CS Student’s Research Leads to Technology Adopted by Microsoft

 

Rahul Potharaju, PhD student in the Department of Computer Science made a discovery during a summer internship with Microsoft Research which led to insights currently being leveraged to improve reliability across Microsoft data centers.

The holy grail of computing is to make computers understand natural text and extract knowledge from it in a clear and meaningful way. Watson is a prime example of an artificial intelligence system capable of answering questions posed in natural language, developed by IBM and used to match wits against human contestants on the quiz show, Jeopardy.

Attempting to create a system capable of universally answering any question from human-written free-form text, such as network tickets and security incident reports is a difficult task. NetSieve adopts a domain-specific approach to first learn useful knowledge from existing and unstructured data, and then uses it to automatically gain key business insights from new data.

Potharaju commented that his discovery for NetSieve came unexpectedly, during his internship.

"While I initially explored approaches from natural language processing to solve this problem, I found them to be very inaccurate. In part, because the techniques were designed to process well-written text—like news articles—but not text which is free-form and ambiguous,” Potharaju said.

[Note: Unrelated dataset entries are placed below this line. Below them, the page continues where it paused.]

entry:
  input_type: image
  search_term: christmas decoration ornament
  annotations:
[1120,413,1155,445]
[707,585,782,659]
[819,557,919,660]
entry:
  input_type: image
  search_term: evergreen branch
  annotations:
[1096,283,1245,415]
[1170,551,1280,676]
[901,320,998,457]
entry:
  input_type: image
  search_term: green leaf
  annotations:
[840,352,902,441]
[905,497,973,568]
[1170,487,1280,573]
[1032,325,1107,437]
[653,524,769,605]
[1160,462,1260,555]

 CS Student’s Research Leads to Technology Adopted by Microsoft Trouble tickets, Potharaju explained, contain domain-specific words and synonyms mixed with regular dictionary words, spelling and grammar errors, and writing from different operators. He conceptualized building a dictionary for this domain of trouble tickets, which can then be used to understand the meaning of a ticket.

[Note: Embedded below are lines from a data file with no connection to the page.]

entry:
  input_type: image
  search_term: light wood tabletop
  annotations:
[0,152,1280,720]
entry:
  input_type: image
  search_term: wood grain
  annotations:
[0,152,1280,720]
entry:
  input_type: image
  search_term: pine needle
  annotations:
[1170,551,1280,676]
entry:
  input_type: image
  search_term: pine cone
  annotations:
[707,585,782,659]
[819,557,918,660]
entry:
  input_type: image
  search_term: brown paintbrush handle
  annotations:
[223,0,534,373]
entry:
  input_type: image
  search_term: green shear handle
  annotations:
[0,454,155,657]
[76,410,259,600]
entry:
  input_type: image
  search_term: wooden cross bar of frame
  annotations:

 Potharaju acknowledged his research has greatly benefitted from the instruction he received from his mentor Navendu Jain at Microsoft Research and his PhD advisor, Professor Cristina Nita-Rotaru. Under their guidance, he built his thesis around solving this problem and creating a technology that would combine statistical natural language processing (NLP), knowledge representation, and ontology modeling to achieve these goals.

 As his advisor, Nita-Rotaru reflected that Potharaju was exceptional in his aptitude as a graduate student.

 “What distinguishes Rahul from other students is his ability to see the big picture and identify meaningful research problems.  He navigates between networking, security, and machine learning concepts with an easiness that speaks to his ability to learn new concepts and think outside of the box,” said Nita-Rotaru.

 The creative process gave Rahul valuable insights into problem solving, which have served him well in academia, and potentially as a young entrepreneur. He credits his data-driven approach to research, which helped him design a "filter" to process data into something meaningful, resulting in valuable insights.

 NetSieve has the potential to reduce downtime in business and industry, while saving millions of dollars and protecting business reputations. 

 Findings resulting from this research have been published in Networked Systems Design and Implementation USENIX 2013, a prestigious academic venue.